Las iglesias, las instituciones, los hogares y los lugares de trabajo están llenos de Déboras, personas que necesitan desesperadamente que alguien las escuche. Como dice el psiquiatra Paul Toumier, “es imposible poner demasiado énfasis en la inmensa necesidad que tienen los seres humanos de que se los escuche, de hablar y que se los comprenda”.[1] El mundo está sediento de oyentes de calidad. Los adolescentes tratan de hablar con gente que no conviene, porque los adultos que sí convendrían no tienen tiempo para escucharlos. Las esposas depositan confidencias en oídos que no corresponden, porque no encuentran la paciencia y la gracia necesarias en los oídos de sus esposos. Cada vez percibimos con más claridad en nuestra cultura moderna una actitud de indiferencia y poca tolerancia hacia las historias llenas de angustia de nuestro prójimo.
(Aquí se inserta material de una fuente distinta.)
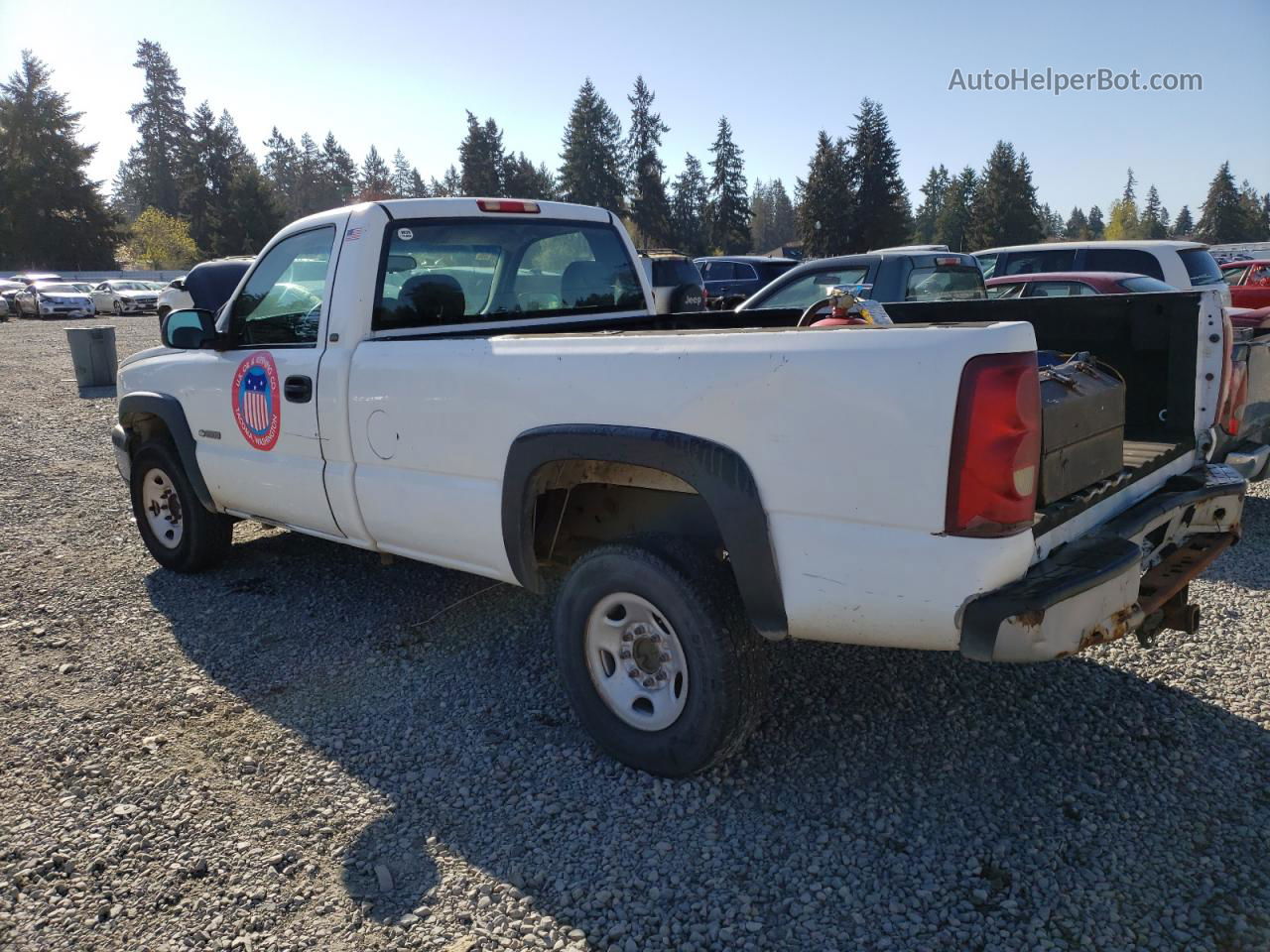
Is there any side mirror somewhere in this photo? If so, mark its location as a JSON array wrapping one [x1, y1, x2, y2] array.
[[160, 309, 216, 350]]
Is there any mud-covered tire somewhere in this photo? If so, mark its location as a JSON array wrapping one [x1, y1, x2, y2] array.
[[128, 441, 234, 572], [555, 542, 766, 776]]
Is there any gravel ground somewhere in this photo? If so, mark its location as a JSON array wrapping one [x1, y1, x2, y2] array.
[[0, 317, 1270, 952]]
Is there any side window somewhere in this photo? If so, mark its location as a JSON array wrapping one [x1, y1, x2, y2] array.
[[988, 281, 1024, 300], [230, 225, 335, 346], [1000, 250, 1076, 277], [1084, 248, 1165, 281]]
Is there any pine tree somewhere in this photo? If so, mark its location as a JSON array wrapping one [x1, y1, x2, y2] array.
[[708, 115, 749, 255], [626, 76, 671, 245], [847, 96, 912, 250], [264, 126, 300, 218], [798, 130, 856, 258], [1063, 205, 1089, 241], [970, 141, 1042, 249], [294, 132, 322, 218], [749, 178, 774, 251], [559, 77, 626, 214], [390, 149, 417, 198], [428, 165, 463, 198], [935, 165, 979, 251], [1195, 163, 1251, 245], [671, 153, 710, 257], [357, 146, 393, 202], [1138, 185, 1169, 239], [507, 153, 555, 200], [115, 40, 187, 217], [913, 165, 950, 245], [318, 132, 357, 208], [1170, 204, 1195, 237], [0, 50, 118, 269], [1089, 204, 1106, 241], [218, 163, 285, 255], [179, 100, 254, 255], [458, 112, 502, 198], [767, 178, 798, 249]]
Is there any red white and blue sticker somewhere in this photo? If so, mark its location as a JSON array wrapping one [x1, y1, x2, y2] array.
[[230, 350, 282, 452]]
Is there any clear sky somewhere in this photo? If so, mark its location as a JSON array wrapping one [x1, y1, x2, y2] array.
[[0, 0, 1270, 216]]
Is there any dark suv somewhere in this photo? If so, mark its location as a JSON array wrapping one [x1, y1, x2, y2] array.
[[696, 255, 798, 309]]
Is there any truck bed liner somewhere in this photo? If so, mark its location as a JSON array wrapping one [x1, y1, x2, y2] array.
[[1033, 439, 1190, 536]]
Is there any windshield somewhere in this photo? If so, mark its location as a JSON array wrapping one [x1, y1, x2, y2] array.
[[745, 266, 869, 311], [1178, 248, 1221, 287], [371, 218, 640, 330], [904, 259, 987, 300]]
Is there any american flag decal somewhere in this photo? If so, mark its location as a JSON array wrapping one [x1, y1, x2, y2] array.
[[230, 350, 282, 450]]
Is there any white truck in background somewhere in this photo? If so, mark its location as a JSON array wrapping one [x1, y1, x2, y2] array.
[[112, 198, 1243, 775]]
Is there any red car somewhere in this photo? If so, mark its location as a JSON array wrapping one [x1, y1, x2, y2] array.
[[984, 272, 1178, 298], [1221, 258, 1270, 309]]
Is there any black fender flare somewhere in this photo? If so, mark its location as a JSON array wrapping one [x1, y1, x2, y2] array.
[[119, 391, 217, 513], [503, 424, 789, 640]]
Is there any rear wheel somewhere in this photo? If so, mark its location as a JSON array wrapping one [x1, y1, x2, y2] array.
[[555, 544, 766, 776], [130, 443, 234, 572]]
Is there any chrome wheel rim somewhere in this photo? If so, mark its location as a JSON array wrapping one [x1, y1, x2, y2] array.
[[141, 468, 186, 548], [584, 591, 689, 731]]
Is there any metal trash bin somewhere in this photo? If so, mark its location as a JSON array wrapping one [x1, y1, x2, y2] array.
[[66, 326, 119, 390]]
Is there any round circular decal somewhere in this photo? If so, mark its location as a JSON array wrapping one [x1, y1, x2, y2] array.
[[230, 350, 282, 450]]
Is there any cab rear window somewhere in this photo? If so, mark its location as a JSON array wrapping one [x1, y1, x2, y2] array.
[[904, 264, 987, 300], [1178, 248, 1221, 287], [371, 218, 644, 330], [653, 258, 701, 289]]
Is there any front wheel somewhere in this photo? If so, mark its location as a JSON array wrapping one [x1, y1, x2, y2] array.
[[128, 443, 234, 572], [555, 544, 766, 776]]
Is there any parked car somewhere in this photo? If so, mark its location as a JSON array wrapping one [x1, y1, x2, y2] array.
[[639, 250, 706, 313], [13, 281, 92, 317], [695, 255, 798, 311], [9, 272, 63, 285], [92, 278, 159, 313], [987, 272, 1270, 480], [0, 281, 27, 317], [736, 250, 987, 311], [984, 272, 1178, 300], [158, 257, 255, 320], [974, 241, 1230, 304], [110, 198, 1244, 775], [1220, 258, 1270, 309]]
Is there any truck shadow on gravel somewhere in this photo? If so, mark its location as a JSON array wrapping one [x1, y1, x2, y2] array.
[[146, 534, 1270, 948]]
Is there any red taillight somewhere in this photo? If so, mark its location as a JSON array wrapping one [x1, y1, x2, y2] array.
[[944, 352, 1040, 536], [476, 198, 540, 214]]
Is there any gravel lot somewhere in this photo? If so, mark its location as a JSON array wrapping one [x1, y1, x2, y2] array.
[[0, 316, 1270, 952]]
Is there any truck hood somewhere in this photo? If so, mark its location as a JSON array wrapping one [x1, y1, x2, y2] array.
[[119, 345, 181, 368]]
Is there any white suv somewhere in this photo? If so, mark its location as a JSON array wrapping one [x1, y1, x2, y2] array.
[[972, 241, 1230, 305]]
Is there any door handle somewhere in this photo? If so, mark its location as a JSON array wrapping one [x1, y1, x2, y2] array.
[[282, 376, 314, 404]]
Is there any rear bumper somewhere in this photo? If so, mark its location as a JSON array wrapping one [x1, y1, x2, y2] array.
[[960, 466, 1246, 661]]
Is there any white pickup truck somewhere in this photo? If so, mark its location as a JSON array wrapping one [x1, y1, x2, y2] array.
[[113, 198, 1243, 775]]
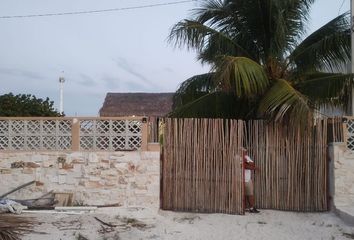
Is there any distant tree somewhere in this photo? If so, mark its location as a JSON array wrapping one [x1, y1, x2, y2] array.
[[0, 93, 62, 117]]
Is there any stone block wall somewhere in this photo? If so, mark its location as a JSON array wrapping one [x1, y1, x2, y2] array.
[[329, 143, 354, 208], [0, 151, 160, 207]]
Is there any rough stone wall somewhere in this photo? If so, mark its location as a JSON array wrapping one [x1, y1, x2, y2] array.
[[0, 151, 160, 207], [330, 143, 354, 208]]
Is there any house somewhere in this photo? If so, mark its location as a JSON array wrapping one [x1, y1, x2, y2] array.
[[100, 93, 174, 117], [99, 93, 174, 142]]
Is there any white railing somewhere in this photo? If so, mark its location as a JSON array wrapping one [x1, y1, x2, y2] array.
[[0, 117, 147, 151]]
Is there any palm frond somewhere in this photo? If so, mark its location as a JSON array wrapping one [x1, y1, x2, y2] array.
[[295, 72, 354, 106], [215, 56, 269, 97], [168, 19, 251, 56], [289, 13, 351, 71], [259, 79, 314, 122], [169, 91, 258, 119]]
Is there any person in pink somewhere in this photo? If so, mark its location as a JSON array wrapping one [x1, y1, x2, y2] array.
[[242, 148, 259, 213]]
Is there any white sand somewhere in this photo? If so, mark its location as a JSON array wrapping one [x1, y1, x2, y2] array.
[[23, 207, 354, 240]]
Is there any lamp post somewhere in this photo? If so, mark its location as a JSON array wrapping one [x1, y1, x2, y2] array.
[[350, 0, 354, 116], [59, 76, 65, 114]]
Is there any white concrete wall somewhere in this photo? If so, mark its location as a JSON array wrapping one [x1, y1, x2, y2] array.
[[330, 143, 354, 208], [0, 151, 160, 207]]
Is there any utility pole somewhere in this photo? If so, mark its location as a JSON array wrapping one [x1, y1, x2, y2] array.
[[350, 0, 354, 116], [59, 75, 65, 114]]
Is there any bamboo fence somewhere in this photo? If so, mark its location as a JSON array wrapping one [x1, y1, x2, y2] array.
[[161, 119, 332, 214], [161, 119, 244, 214], [245, 119, 328, 212]]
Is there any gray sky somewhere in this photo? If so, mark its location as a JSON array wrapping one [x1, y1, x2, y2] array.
[[0, 0, 350, 116]]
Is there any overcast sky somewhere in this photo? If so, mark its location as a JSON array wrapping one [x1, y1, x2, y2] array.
[[0, 0, 350, 116]]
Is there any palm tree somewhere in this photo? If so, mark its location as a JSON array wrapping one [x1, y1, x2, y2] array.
[[169, 0, 353, 124]]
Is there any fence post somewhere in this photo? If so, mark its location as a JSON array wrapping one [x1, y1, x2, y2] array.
[[141, 117, 148, 151], [71, 118, 80, 151]]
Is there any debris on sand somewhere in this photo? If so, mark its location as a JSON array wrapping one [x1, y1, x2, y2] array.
[[0, 214, 37, 240]]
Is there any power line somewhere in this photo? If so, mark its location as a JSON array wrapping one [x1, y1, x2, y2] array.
[[0, 0, 197, 19]]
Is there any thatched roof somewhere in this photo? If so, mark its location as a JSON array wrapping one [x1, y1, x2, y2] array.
[[100, 93, 173, 117]]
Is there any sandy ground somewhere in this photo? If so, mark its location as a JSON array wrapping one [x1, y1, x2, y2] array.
[[23, 207, 354, 240]]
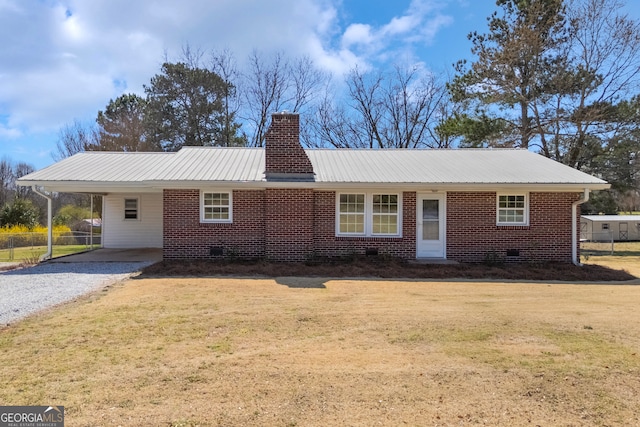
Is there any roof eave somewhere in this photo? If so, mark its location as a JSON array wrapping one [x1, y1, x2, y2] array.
[[17, 180, 611, 193]]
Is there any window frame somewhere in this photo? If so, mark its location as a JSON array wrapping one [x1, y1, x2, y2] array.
[[199, 190, 233, 224], [335, 190, 402, 237], [496, 191, 530, 227], [122, 197, 140, 221]]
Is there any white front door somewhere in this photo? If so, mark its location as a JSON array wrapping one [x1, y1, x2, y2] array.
[[416, 194, 445, 258]]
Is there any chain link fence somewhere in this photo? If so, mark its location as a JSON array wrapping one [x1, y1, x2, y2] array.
[[0, 231, 102, 262], [580, 231, 640, 256]]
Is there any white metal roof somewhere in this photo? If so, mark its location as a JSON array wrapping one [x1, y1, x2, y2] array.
[[582, 215, 640, 222], [18, 147, 608, 191]]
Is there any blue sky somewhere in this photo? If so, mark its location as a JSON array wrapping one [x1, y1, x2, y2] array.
[[0, 0, 616, 169]]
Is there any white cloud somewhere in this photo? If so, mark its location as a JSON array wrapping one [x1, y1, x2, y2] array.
[[0, 0, 450, 157], [342, 24, 374, 49]]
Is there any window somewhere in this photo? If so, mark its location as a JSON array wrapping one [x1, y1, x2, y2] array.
[[497, 194, 529, 225], [124, 199, 138, 220], [371, 194, 398, 234], [339, 194, 364, 234], [200, 191, 231, 222], [336, 193, 401, 236]]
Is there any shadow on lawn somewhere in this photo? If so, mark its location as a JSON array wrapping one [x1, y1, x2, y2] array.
[[139, 257, 637, 282]]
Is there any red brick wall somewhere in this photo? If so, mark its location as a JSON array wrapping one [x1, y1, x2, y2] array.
[[163, 190, 265, 259], [163, 189, 579, 262], [265, 113, 313, 174], [446, 192, 579, 262], [313, 191, 416, 259], [265, 188, 313, 261]]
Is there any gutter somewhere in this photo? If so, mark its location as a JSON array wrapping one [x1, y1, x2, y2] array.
[[571, 188, 589, 267], [31, 185, 53, 261]]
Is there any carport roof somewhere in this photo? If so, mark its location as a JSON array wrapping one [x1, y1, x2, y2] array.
[[18, 147, 609, 191]]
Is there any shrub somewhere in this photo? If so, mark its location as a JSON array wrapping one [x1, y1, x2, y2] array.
[[0, 199, 40, 230]]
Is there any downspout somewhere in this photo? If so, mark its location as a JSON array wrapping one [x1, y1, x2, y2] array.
[[31, 185, 53, 261], [571, 188, 589, 267]]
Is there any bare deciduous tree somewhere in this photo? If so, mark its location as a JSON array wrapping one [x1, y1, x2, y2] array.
[[314, 66, 448, 148], [52, 119, 100, 161], [243, 51, 329, 146]]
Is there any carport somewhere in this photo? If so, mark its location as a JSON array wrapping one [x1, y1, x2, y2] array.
[[49, 248, 162, 263]]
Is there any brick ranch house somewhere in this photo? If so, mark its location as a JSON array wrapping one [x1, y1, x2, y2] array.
[[18, 112, 609, 263]]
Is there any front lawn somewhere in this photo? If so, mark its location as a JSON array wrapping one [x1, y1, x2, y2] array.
[[0, 276, 640, 426]]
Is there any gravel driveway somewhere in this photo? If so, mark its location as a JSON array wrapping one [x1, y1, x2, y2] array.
[[0, 262, 153, 327]]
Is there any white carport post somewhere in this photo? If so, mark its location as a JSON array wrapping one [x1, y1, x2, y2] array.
[[89, 194, 93, 249], [31, 185, 53, 261]]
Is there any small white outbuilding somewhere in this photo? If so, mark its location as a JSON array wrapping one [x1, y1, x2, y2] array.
[[580, 215, 640, 242]]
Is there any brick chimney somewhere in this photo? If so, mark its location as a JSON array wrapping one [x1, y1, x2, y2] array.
[[265, 111, 314, 181]]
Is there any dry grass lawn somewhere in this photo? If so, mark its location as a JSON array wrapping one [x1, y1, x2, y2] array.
[[0, 258, 640, 426]]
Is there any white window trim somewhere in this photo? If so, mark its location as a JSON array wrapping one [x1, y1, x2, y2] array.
[[496, 191, 529, 227], [335, 190, 403, 237], [122, 197, 140, 221], [200, 190, 233, 224]]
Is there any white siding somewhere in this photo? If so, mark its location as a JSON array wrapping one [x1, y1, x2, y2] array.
[[102, 193, 162, 248]]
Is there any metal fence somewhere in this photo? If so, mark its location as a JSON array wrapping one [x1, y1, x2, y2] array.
[[580, 231, 640, 256], [0, 231, 102, 261]]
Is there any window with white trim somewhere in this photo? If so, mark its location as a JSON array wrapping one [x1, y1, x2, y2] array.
[[200, 191, 232, 222], [496, 193, 529, 225], [336, 193, 401, 236], [124, 198, 138, 221]]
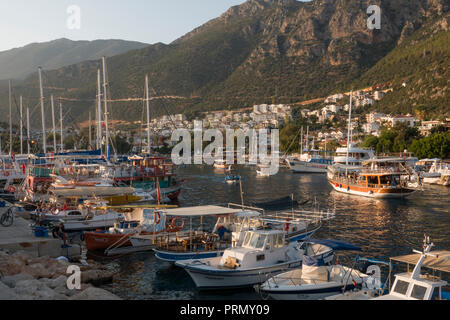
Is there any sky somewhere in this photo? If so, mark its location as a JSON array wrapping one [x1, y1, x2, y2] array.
[[0, 0, 245, 51]]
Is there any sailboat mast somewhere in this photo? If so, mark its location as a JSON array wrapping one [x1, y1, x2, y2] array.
[[300, 126, 303, 154], [9, 80, 12, 155], [102, 56, 109, 157], [27, 107, 31, 155], [97, 69, 103, 154], [345, 91, 353, 165], [88, 111, 92, 150], [59, 100, 64, 153], [38, 67, 47, 154], [19, 96, 23, 154], [51, 95, 57, 153], [145, 74, 152, 155]]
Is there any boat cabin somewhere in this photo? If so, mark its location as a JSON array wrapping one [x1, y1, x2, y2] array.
[[219, 230, 286, 269]]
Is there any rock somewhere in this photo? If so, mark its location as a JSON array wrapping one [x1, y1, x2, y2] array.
[[1, 273, 33, 288], [14, 280, 68, 300], [81, 270, 114, 285], [70, 287, 122, 300], [0, 279, 19, 300]]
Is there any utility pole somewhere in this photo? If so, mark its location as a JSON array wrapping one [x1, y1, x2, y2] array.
[[145, 74, 152, 155], [51, 95, 57, 153], [38, 67, 47, 154]]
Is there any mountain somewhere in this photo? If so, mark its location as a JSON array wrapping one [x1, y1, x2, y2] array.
[[0, 0, 449, 127], [0, 38, 147, 80]]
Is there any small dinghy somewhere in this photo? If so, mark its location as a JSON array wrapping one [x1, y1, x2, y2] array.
[[256, 240, 369, 300]]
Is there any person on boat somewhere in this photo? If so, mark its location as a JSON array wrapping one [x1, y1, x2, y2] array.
[[53, 223, 67, 245], [217, 226, 231, 240]]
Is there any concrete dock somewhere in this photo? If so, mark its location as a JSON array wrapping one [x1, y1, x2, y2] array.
[[0, 212, 81, 258]]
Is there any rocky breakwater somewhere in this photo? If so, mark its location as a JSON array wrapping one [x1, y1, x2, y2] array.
[[0, 250, 120, 300]]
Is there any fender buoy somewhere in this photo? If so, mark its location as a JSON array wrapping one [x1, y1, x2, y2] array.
[[168, 217, 185, 231], [153, 211, 161, 224]]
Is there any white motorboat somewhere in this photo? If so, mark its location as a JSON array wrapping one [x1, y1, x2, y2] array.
[[176, 230, 333, 289], [326, 236, 450, 300], [256, 240, 369, 300]]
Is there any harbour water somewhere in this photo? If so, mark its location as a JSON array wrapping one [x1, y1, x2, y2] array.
[[96, 166, 450, 300]]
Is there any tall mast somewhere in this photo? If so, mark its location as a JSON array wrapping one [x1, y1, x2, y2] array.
[[300, 126, 303, 154], [51, 95, 57, 153], [88, 111, 92, 150], [145, 74, 152, 155], [102, 56, 109, 157], [38, 67, 47, 153], [59, 100, 64, 153], [27, 107, 31, 155], [9, 80, 12, 155], [345, 90, 353, 165], [19, 96, 23, 154], [97, 69, 103, 154]]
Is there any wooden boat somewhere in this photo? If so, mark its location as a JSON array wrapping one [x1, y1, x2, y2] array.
[[327, 159, 417, 198]]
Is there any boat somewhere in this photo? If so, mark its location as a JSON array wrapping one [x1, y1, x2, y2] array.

Escuchar ciertamente es una habilidad especial del ministro. Esa habilidad le añade calidad a la obra pastoral, porque la gente la entiende como una demostración básica de amor e interés por sus necesidades. A diferencia de hablar, escuchar es precisamente una prueba de interés. Es evidente que el centro de atención del que escucha no es el “yo”, sino que es el “otro”. Al escuchar activamente, el pastor le dice a su consultante: “Su preocupación también es importante para mí. Quiero compartir su dolor y su felicidad”.

Oído pastoral

La gente viene la iglesia a oír. Pero también viene con el gran anhelo de que se la escuche. En gran medida, ese deseo y esa necesidad son las principales razones por las cuales la gente va a la iglesia. Cada una tiene una historia que contar. Sencillamente necesita sentir que significa algo cuando se le ofrecen oídos atentos. Si la iglesia no tuviere provisión para eso, hablarán en otro lugar.

Un ministerio dedicado a escuchar es un ministerio de amor. Y la iglesia existe para ofrecerlo a sus miembros. Desgraciadamente, la cantidad de ministros que sólo hablan ha crecido, en detrimento de los que escuchan.

Para hablar de forma práctica, superar esta limitación significa comenzar a formar una cultura de oídos atentos en la congregación. El pastor puede transformar la iglesia en una congregación de oyentes. Los padres pueden aprender a escuchar a sus hijos. Los cónyuges se pueden escuchar los unos a los otros. Todos pueden aprender a escuchar. El resultado será relaciones sólidas y saludables.

En su libro Los siete hábitos de la gente muy eficiente, Stephen Covey dice que “necesitamos aprender a escuchar, para relacionarnos eficazmente con nuestras esposas, nuestros hijos, amigos y compañeros de trabajo. Y eso requiere fuerza interior. El oír implica paciencia, mente amplia y disposición para comprender: cualidades supremas del carácter”.[2]

Escuchar para sanar

Los oídos que escuchan con propósitos emocionalmente curativos no oyen sólo lo que se dice; oyen a la persona que está hablando. En este caso, el “mensajero” es más importante que el “mensaje”. Debemos ser genuinamente sensibles, porque hablar es algo tan personal que la falta de atención equivale a la falta de respeto por el consultante.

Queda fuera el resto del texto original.